The inherent purpose of any business book is to be useful to the reader. It is a genre of tools and solutions, with business practitioners, consultants, professors and journalists all adding to the stew of ideas and insight. Not many of us can sit down with Warren Buffet for the weekend, picking his brain on matters of business and life, but all of us can curl up on the couch with a copy of The Snowball by Alice Schroeder and have an intimate, 976 page conversation with the man. Mr. Peter Drucker has passed on, but you can still sit across the table from him at an Italian Restaurant with a copy of Inside Drucker's Brain. Because books follow reality, though, there has been a flood of titles released recently to cover, assess, dissect and capitalize on the current economic crisis, tinting our economic lenses a little (a lot) darker. Publishers are currently scrambling to release even more, and release them ever more quickly (Time just had a great piece on this phenomenon). A lot of those already released are wonderful reads, such as David M. Snick's The World is Curved and Charles Morris's The Trillion Dollar Meltdown, and there are equally fascinating titles on the way, like Micahel Lewis's Panic.

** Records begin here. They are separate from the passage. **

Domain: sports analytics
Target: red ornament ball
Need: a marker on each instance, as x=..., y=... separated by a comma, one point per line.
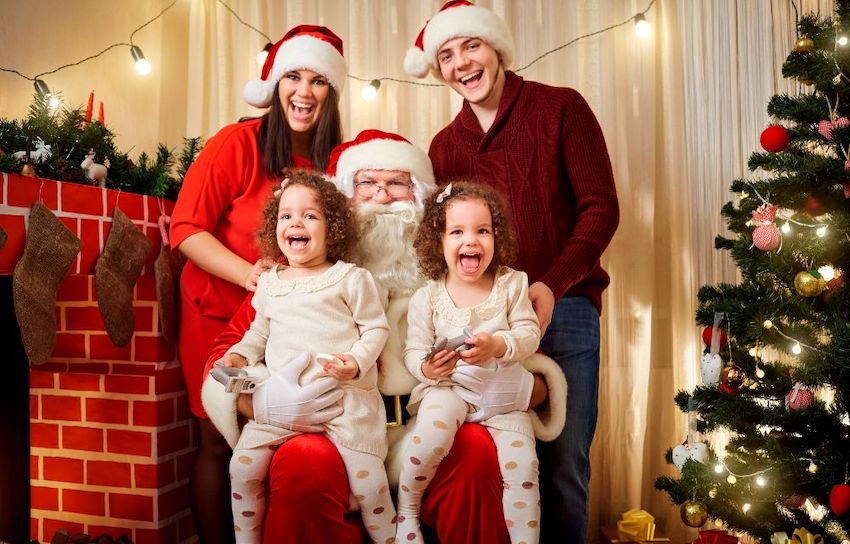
x=839, y=499
x=774, y=138
x=706, y=337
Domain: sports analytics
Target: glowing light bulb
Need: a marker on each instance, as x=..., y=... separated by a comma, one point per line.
x=143, y=65
x=370, y=91
x=642, y=27
x=827, y=272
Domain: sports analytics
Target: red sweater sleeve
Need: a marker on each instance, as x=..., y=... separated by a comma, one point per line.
x=597, y=212
x=232, y=333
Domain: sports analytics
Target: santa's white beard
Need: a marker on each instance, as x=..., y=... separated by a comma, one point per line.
x=386, y=249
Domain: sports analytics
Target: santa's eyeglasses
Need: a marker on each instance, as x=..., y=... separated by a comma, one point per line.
x=394, y=189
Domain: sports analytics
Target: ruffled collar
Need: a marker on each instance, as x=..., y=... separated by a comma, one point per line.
x=277, y=286
x=495, y=304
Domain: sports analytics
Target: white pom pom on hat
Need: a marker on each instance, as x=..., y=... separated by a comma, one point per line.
x=457, y=19
x=305, y=47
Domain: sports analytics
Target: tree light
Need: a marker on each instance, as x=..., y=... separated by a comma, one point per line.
x=41, y=87
x=370, y=91
x=642, y=27
x=143, y=65
x=263, y=55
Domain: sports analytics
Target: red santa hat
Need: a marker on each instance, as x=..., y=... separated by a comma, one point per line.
x=305, y=47
x=378, y=150
x=457, y=19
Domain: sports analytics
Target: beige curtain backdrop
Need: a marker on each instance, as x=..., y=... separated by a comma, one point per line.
x=681, y=111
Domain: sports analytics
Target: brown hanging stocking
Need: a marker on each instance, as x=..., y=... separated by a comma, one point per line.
x=50, y=250
x=115, y=274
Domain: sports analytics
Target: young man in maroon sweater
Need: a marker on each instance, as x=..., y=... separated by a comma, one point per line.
x=541, y=147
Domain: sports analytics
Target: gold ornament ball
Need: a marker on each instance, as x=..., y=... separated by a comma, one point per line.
x=804, y=45
x=808, y=285
x=693, y=513
x=732, y=376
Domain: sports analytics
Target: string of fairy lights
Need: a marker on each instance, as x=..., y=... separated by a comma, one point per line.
x=369, y=91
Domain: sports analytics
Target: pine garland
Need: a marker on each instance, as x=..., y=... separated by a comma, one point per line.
x=70, y=138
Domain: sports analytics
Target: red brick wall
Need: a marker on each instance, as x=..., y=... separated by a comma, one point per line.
x=111, y=432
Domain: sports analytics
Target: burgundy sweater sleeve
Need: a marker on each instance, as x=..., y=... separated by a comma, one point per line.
x=596, y=208
x=232, y=333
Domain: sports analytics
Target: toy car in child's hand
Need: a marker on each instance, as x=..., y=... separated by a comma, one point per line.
x=234, y=380
x=458, y=343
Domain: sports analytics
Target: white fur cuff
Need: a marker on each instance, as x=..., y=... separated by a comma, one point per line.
x=549, y=422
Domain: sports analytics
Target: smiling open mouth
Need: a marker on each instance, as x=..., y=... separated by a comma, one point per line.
x=297, y=242
x=471, y=78
x=470, y=262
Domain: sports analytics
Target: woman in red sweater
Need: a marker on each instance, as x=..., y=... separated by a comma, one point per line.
x=218, y=213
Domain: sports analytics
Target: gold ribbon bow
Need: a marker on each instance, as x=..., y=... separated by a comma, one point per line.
x=637, y=525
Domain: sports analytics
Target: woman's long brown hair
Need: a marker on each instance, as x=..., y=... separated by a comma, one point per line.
x=276, y=142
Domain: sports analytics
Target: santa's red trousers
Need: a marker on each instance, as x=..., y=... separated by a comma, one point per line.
x=309, y=494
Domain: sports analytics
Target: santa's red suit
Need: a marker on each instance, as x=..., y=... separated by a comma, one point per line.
x=309, y=495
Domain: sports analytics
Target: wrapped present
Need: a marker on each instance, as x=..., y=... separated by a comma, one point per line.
x=636, y=525
x=715, y=536
x=803, y=536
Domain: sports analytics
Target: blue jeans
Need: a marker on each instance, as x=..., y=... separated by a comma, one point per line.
x=572, y=340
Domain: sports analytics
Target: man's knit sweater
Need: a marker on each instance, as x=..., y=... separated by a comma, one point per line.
x=546, y=156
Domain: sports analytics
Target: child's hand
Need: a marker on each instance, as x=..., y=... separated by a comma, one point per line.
x=235, y=360
x=344, y=372
x=440, y=365
x=259, y=267
x=485, y=347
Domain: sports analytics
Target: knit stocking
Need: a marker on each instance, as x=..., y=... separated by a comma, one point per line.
x=164, y=272
x=115, y=274
x=50, y=250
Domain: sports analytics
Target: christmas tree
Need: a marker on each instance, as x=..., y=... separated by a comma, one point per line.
x=776, y=371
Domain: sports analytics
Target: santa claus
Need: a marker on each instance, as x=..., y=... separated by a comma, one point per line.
x=386, y=179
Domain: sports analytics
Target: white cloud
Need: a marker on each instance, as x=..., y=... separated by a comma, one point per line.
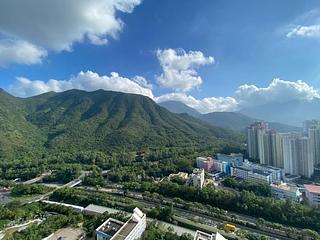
x=248, y=95
x=179, y=68
x=88, y=81
x=277, y=91
x=56, y=25
x=21, y=52
x=205, y=105
x=304, y=31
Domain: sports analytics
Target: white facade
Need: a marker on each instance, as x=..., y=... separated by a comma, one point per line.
x=298, y=155
x=314, y=135
x=257, y=173
x=254, y=139
x=133, y=229
x=313, y=194
x=285, y=191
x=198, y=177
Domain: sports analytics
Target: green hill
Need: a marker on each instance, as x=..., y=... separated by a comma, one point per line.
x=102, y=120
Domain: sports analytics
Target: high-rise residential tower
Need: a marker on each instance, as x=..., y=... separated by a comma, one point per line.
x=298, y=155
x=254, y=139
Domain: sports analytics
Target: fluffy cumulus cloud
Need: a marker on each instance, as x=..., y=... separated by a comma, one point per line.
x=311, y=31
x=88, y=81
x=56, y=25
x=179, y=68
x=277, y=91
x=247, y=96
x=22, y=52
x=205, y=105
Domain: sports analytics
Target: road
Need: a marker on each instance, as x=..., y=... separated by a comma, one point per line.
x=183, y=213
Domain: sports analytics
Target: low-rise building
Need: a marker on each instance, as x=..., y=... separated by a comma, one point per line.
x=312, y=194
x=67, y=234
x=285, y=191
x=234, y=158
x=95, y=210
x=257, y=173
x=181, y=175
x=113, y=229
x=198, y=177
x=221, y=166
x=205, y=163
x=205, y=236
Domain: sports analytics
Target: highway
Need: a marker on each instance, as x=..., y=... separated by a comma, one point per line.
x=137, y=197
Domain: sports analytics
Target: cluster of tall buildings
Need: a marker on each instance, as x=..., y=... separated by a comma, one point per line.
x=296, y=153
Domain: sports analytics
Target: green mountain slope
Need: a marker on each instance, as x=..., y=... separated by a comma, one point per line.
x=17, y=135
x=179, y=107
x=77, y=120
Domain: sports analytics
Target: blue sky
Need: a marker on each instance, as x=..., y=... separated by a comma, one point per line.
x=249, y=40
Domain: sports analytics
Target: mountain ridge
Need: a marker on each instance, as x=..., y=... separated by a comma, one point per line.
x=102, y=120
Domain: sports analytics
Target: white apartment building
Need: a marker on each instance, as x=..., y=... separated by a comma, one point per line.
x=257, y=173
x=254, y=139
x=314, y=135
x=298, y=155
x=285, y=191
x=198, y=177
x=133, y=229
x=313, y=194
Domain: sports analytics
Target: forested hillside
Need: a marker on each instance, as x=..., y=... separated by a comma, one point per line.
x=102, y=120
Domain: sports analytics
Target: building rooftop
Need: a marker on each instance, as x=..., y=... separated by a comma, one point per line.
x=110, y=227
x=203, y=236
x=312, y=188
x=118, y=230
x=261, y=172
x=124, y=232
x=67, y=234
x=96, y=209
x=285, y=186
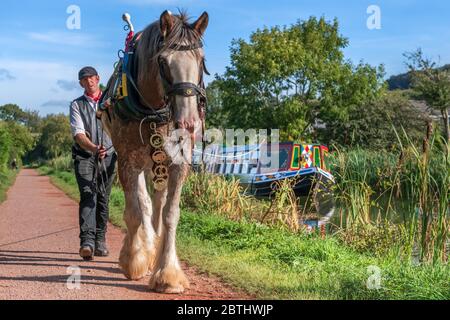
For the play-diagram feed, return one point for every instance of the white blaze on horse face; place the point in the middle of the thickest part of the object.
(185, 67)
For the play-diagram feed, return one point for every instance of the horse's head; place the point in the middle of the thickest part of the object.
(178, 62)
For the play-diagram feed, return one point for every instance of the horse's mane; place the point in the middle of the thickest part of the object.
(149, 46)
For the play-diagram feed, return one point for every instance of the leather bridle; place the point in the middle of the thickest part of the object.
(184, 89)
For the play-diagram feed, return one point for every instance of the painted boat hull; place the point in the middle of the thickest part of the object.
(264, 186)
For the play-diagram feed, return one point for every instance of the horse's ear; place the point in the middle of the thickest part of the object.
(201, 24)
(166, 23)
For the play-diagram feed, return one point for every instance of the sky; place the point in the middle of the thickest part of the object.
(40, 56)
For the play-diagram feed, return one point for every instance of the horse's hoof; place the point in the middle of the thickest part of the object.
(169, 281)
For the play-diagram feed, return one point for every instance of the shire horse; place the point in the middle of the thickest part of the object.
(168, 75)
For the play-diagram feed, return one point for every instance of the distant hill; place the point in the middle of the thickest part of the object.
(403, 81)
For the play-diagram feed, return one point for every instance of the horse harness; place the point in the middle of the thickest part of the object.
(129, 104)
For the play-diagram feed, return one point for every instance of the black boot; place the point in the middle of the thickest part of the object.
(86, 253)
(101, 250)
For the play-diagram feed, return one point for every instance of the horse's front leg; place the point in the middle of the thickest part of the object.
(168, 276)
(138, 251)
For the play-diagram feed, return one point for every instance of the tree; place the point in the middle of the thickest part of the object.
(288, 77)
(5, 145)
(56, 138)
(371, 124)
(22, 139)
(432, 84)
(11, 112)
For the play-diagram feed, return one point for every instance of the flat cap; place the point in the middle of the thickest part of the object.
(87, 72)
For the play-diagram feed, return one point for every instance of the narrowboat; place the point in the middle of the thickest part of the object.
(304, 164)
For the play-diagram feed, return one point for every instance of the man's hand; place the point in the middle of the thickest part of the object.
(86, 144)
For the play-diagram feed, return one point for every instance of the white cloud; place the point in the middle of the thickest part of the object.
(6, 75)
(34, 86)
(158, 2)
(68, 38)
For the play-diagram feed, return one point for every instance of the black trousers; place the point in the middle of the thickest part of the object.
(94, 183)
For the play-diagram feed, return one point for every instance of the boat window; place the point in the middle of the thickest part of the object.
(284, 161)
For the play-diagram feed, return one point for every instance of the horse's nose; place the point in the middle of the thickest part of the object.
(186, 124)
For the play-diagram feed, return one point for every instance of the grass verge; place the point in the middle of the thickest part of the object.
(275, 264)
(7, 179)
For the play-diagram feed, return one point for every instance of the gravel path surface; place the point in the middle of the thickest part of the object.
(39, 253)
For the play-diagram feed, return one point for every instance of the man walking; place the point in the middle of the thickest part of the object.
(94, 160)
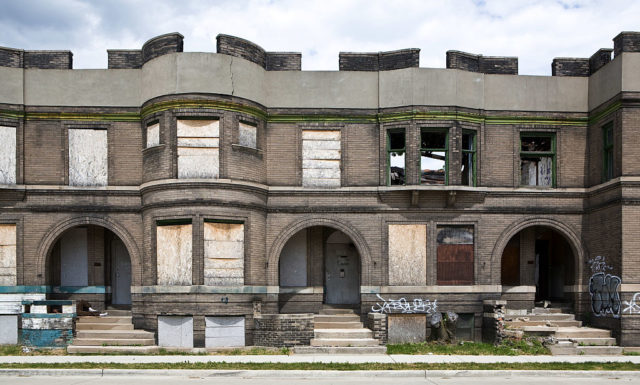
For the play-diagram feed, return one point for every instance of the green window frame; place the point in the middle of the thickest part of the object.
(434, 145)
(468, 161)
(396, 176)
(538, 154)
(607, 152)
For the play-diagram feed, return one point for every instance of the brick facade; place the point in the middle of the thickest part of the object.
(262, 188)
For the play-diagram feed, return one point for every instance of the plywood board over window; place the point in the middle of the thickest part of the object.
(88, 157)
(174, 260)
(408, 255)
(321, 158)
(8, 158)
(223, 254)
(8, 255)
(198, 148)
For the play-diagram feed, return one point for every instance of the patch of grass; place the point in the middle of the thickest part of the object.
(610, 366)
(507, 348)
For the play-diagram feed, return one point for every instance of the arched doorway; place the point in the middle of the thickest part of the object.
(321, 256)
(90, 262)
(540, 257)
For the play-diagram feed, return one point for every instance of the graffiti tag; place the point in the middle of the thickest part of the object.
(605, 298)
(417, 305)
(632, 306)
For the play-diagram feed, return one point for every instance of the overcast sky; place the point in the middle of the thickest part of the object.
(534, 31)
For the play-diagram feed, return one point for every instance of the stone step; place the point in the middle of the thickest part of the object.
(113, 334)
(340, 350)
(554, 323)
(573, 332)
(342, 333)
(103, 326)
(589, 341)
(114, 341)
(334, 311)
(107, 319)
(78, 349)
(338, 325)
(349, 342)
(336, 318)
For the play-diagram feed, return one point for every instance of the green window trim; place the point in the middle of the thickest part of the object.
(397, 150)
(533, 154)
(444, 149)
(472, 153)
(607, 152)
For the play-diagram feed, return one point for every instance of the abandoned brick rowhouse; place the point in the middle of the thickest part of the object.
(206, 190)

These kind of books fascinate me, but they're not going to help you solve any of the day to day problems you might be facing. (Unless, of course, you're the President of the United Stated or head of the IMF, in which case, read these books now!) The fact is that the problems in the economy are above most of our paygrades. The solutions, on the other hand, are not. Each of us can make our companies and communities better. And there have been just as many books published on these issues this year as any other. If you're exhausted by the bad news glaring back at you from the nightly news, shut off the television and pick up one of the following books:
  • Saving the World at Work by Tim Sanders, Currency
  • The Necessary Revolution by Peter Senge, Bryan Smith, Nina Kruschwitz, Joe Lauer & Sara Schley (Jack Covert Selects)
  • We Are the New Radicals by Julia Moulden
  • Creating a World Without Poverty by Muhammad Yunus (Jack Covert Selects)
  • The Tactics of Hope by Wilford Welch
  • Reality Check by Guy Kawasaki (Jack Covert Selects)
  • Reality Check doesn't necessarily seem to fit with the other titles, but I included it because Guy believes that if you start a busines, you should start one that's going to change the world, and because the book is hilarious which will keep the reader in a positive state of mind. And finally... now, as always, is also a time to focus on family, and Patrick Lencioni's new book, The 3 Big Questions for a Frantic Family, can help with that. Lencioni was interviewed about the book by LA Times' book blog, Jacket Copy, yesterday. Any other sugggestions?